Work in situ
The notion of work in situ, as Daniel Buren uses it to describe his art since 1965, means that the work is site-specific; it cannot be envisaged without the setting that it was designed for and built in.
This postulate and method emerged at a time when Buren was experimenting with painting. He quickly realised that “the painting’s surroundings […] always seem richer and more important than the painting itself.” But the decisive nature of the context is often overlooked, ignored or just silently accepted because of “the work’s so-called independence” (it supposedly has an intrinsic content which behaves in the same way under all circumstances). Daniel Buren objects to this idea. He believes that the surroundings have a powerful, unspoken influence on the work: museums in particular impose their constraints and their underlying implications, which are almost always in profound contradiction with the works on display.

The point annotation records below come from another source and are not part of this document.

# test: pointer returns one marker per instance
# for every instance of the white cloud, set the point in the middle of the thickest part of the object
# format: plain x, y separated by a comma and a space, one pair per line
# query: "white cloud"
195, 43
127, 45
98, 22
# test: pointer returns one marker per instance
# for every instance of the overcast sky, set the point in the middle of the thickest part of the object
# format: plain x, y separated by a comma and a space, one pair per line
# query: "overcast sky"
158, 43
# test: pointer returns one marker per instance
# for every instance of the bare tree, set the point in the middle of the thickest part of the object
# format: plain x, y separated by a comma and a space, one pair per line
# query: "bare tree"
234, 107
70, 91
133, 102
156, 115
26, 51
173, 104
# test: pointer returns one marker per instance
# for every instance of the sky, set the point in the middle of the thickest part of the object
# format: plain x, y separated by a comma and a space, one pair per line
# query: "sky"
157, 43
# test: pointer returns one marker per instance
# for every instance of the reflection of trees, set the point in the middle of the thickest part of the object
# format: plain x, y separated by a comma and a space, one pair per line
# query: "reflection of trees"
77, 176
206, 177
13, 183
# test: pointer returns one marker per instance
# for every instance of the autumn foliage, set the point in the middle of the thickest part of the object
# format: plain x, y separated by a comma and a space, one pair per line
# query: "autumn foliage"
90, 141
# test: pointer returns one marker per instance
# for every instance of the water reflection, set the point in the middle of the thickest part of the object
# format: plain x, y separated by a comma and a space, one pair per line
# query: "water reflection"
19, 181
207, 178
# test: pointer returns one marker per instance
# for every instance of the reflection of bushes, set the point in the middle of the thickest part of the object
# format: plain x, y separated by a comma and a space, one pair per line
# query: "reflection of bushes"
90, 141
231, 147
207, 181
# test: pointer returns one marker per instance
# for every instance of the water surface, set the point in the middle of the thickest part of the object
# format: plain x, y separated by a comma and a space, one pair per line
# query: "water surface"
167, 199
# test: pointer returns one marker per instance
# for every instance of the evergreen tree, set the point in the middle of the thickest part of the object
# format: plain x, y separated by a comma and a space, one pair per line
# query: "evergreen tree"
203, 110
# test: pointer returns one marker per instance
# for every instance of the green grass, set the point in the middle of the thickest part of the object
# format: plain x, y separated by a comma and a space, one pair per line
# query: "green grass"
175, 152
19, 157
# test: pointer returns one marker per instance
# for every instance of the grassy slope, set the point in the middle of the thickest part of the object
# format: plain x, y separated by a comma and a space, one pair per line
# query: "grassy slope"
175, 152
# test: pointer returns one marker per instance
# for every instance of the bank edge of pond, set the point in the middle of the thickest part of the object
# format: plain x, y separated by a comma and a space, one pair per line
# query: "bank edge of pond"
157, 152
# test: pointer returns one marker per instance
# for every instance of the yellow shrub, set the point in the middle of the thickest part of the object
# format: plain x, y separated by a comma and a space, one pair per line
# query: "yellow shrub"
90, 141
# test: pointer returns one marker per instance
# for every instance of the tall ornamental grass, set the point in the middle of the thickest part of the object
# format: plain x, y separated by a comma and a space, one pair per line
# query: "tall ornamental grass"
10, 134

Through the idea of work in situ, he tries to reverse this relationship so that the art work transforms the place or at least reveals exactly what it is and what influence it has. The principle is simple: the work’s design, construction and exhibition must be deduced from the site and done on the spot. This method means doing without a studio and refusing the usual formats (canvases that can be transported from one exhibition to another, photos, films, three-dimensional objects, and so on.)
Daniel Buren therefore goes from place to place without knowing in advance what he will do there. His official biography just says he “lives and works in situ”: what counts is making, seeing and experimenting in the place itself. Each installation is unique and is demolished when the exhibition closes (except for long-term commissions), because it cannot be installed anywhere else (the “situated works” are the sole exception). Every work by Daniel Buren is inseparable from its site, acting sometimes in osmosis and sometimes in opposition.
Working in situ, is a way of questioning the artist’s supposed freedom and, more importantly, revealing the unsuspected but significant features of the site, giving a new vision of both the place and the work, which is broadened and perhaps liberated by the process.